Andre LeDuc: Paradoxes of Positivism and Pragmatism in the Debate About Originalism
Andre Leduc (independent) has posted Paradoxes of Positivism and Pragmatism in the Debate About Originalism (Ohio Northern University Law Review, Vol. 42, No. 2, 2016) on SSRN. Here is the abstract:
The long-running debate between originalism and competing accounts of the Constitution has unfolded with little attention to classic American jurisprudential concepts of legal positivism and legal pragmatism. In this syncretic article, I explore how these jurisprudential and theoretical strands fit together. I also explore several lessons we can learn about legal positivism and legal pragmatism and one critical lesson we can learn about the debate about originalism, if we contextualize the debate over originalism in that part of the space of reasons.
First, positivist and natural law originalisms are substantially similar in their substantive constitutional content. Originalism critics — both those who embrace positivism and those who embrace natural law — similarly share substantially congruent substantive criticisms of originalism. These parallels raise an important question about the significance of the distinction between legal positivism and natural law. The debate over originalism shows that the opposition between legal positivism and natural law may be less interesting or important than it is generally taken to be.

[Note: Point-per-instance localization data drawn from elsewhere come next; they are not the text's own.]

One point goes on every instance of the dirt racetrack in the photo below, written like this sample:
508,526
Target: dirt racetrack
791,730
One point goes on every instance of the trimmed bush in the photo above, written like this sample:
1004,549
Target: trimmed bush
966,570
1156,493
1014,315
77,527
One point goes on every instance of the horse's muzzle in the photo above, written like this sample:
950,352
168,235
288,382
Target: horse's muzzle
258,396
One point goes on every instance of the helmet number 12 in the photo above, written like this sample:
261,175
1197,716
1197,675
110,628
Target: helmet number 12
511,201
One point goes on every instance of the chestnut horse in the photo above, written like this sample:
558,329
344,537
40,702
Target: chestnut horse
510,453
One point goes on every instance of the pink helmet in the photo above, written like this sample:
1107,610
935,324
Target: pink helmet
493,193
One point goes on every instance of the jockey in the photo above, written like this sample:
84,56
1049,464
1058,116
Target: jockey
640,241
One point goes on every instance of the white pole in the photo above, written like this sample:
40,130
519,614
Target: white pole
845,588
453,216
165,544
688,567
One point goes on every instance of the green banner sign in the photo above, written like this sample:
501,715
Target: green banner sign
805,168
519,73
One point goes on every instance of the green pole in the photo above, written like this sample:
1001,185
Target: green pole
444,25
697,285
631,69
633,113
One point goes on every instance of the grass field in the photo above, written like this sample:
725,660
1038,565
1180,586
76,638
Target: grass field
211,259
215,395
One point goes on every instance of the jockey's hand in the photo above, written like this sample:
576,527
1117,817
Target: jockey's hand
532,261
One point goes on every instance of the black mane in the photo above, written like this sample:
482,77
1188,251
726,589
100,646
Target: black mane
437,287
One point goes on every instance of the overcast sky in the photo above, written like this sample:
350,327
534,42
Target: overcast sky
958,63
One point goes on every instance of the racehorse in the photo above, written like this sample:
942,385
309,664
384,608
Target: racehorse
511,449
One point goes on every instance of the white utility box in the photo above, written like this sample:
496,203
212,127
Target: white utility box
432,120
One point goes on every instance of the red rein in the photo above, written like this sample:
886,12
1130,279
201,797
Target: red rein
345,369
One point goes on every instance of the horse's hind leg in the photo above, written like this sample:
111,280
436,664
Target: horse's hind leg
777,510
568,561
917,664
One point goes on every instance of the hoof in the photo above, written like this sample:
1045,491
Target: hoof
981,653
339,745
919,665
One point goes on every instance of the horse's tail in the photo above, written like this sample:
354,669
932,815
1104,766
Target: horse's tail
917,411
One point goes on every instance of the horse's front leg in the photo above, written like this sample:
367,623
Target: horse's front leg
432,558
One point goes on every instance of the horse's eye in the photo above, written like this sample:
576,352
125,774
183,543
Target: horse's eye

Second, the fundamental difference between originalism — which, in relevant part, defends a deontological account of constitutional law — and its consequentialist pragmatist critics provides another argument why the debate about originalism cannot be resolved on its own terms. I have previously argued that sophisticated philosophical premises make the originalism debate pathological rather than fruitful. But those arguments are quite highfalutin. This article provides another argument for the fruitlessness of the debate. Without common grounds between the protagonists as to the place of consequences in constitutional decision process, a resolution of the more particular issues in the debate over originalism cannot be hoped for or expected. But as we contextualize the originalism debate we may understand why it is a dead end in our constitutional theory and, more importantly, in our constitutional decision process. It is a dead end because the two sides in the debate have inconsistent theories of the nature of constitutional law. With a better understanding of how the debate fits in with other parts of our constitutional jurisprudence, we may leave the debate behind in our continuing constitutional discourse.